Kettle's Boyled: Perfect storms and public policy

Refitting Irish homes to make them more energy efficient is a good thing, but if we learned anything from the last few weeks, it is that governments can forget any kind of a ban on solid fuel in rural homes. Pic. Liam Reynolds
‘The perfect is the enemy of the good’ is an expression often attributed to Voltaire, but it probably has roots that go back well before his time. The phrase is described as an aphorism, a concise observation that cites a general truth. I’ve seen it used a lot lately; such sayings tend to drift in and out of fashion, but our politicians and public servants should pay particular heed to this one.
Government policies usually translate into plans that get diluted as they move down the chain of command, right down to the point of action. Add in a general aversion among public servants to making decisions on the basis that somebody who does nothing can never be blamed for making a mistake, and you begin to understand policy implementation. When you get paid whether you do things or not, it’s no surprise when nothing gets done at the end of the day.

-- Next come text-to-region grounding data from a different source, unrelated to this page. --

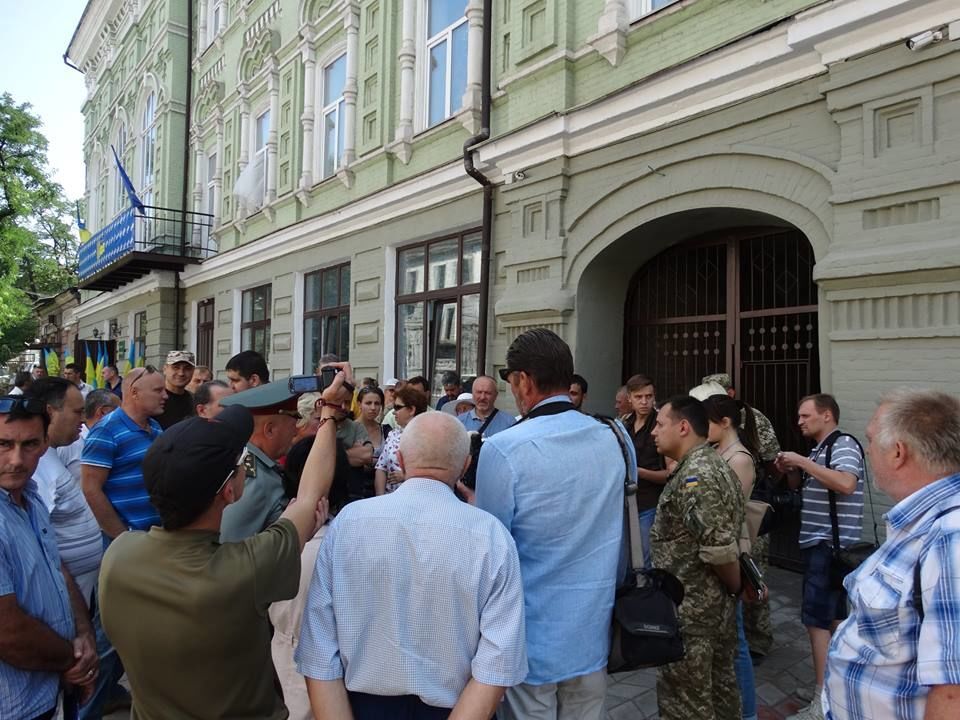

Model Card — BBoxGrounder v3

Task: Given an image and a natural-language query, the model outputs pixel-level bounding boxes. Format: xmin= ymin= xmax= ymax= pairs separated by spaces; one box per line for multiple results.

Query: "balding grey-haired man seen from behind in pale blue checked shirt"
xmin=296 ymin=412 xmax=527 ymax=720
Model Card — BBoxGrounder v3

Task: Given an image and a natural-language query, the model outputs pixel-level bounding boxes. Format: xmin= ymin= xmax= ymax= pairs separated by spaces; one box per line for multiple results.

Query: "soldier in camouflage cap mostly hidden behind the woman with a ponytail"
xmin=703 ymin=373 xmax=780 ymax=657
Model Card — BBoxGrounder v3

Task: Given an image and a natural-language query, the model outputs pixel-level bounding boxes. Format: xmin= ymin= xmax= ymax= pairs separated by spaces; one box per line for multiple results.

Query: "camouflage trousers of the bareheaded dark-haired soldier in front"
xmin=657 ymin=626 xmax=741 ymax=720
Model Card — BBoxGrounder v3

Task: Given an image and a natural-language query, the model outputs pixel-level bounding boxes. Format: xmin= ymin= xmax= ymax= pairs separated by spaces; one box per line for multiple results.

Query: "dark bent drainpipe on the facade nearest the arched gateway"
xmin=463 ymin=0 xmax=493 ymax=372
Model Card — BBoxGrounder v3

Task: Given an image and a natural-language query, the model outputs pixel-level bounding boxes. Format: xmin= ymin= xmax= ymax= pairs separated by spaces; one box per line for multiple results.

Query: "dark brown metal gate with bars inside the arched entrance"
xmin=623 ymin=228 xmax=820 ymax=565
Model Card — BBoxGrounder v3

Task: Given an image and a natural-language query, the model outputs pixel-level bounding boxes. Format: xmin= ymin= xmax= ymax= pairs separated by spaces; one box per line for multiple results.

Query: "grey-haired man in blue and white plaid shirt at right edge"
xmin=823 ymin=389 xmax=960 ymax=720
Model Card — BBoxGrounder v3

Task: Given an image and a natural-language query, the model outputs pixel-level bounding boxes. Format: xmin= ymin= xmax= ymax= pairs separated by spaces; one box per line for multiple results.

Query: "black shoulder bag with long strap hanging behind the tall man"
xmin=597 ymin=417 xmax=684 ymax=673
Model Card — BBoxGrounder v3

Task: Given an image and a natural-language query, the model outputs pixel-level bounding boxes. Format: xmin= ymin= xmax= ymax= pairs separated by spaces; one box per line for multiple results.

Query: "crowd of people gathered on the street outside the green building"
xmin=0 ymin=328 xmax=960 ymax=720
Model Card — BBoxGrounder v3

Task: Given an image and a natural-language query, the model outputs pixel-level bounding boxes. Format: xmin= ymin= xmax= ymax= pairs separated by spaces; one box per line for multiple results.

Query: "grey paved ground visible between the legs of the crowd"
xmin=104 ymin=567 xmax=813 ymax=720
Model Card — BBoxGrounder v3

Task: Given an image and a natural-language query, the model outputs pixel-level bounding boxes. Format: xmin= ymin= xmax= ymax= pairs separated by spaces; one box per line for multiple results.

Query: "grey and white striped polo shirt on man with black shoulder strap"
xmin=800 ymin=435 xmax=866 ymax=548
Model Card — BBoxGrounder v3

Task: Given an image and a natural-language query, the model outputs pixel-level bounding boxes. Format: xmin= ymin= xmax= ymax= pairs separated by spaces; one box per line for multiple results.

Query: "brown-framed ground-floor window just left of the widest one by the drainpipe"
xmin=303 ymin=263 xmax=350 ymax=372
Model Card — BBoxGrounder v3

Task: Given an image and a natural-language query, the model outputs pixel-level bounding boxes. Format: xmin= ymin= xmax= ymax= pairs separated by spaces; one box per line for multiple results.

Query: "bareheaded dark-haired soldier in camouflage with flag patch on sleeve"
xmin=651 ymin=396 xmax=744 ymax=720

The last government was top-heavy with Green Party policy, a set of noble aspirations that didn’t always match common sense. Stopping turf-cutting had its merits from an environmental and public health perspective, but believing that you could replace turf with heat pumps was delusional. Many rural homes are heated by solid fuel ranges or stoves, and with good reason. For a start, there is the cost; if you own a bog, you can keep warm for almost nothing, if you discount your labour. Add a chainsaw to the mix, and you can supplement it with firewood from fallen or pruned trees, with no fuel bills.
More importantly, you’d have looked a bit foolish in recent weeks as you tried to warm your hands on a dead heat pump, while you considered ‘watching television by candlelight’ as one child was heard to say when they heard the lights would be off. Power cuts are part of the scenery if you live in rural Ireland, and you have to live with that reality.
Many years ago I recall proposing to the Green Party that they should wean people off turf by introducing a farm forestry fuel scheme, with farmers encouraged to grow a hectare of coppice timber while retaining farm payments for that piece of ground as long as they stopped cutting turf. In less than a decade, they would be self-sufficient in firewood, a sustainable fuel that sequesters as much carbon as it releases. I was told it wasn’t possible, since timber was a carbon-based fuel. The policy was to burn nothing, and the Greens wanted to jump straight to perfection without any intermediate steps.
Refitting Irish homes to make them more energy efficient is a good thing, but if we learned anything from the last few weeks, it is that governments can forget any kind of a ban on solid fuel in rural homes. Power cuts like these recent ones tend to be remembered, for a long time.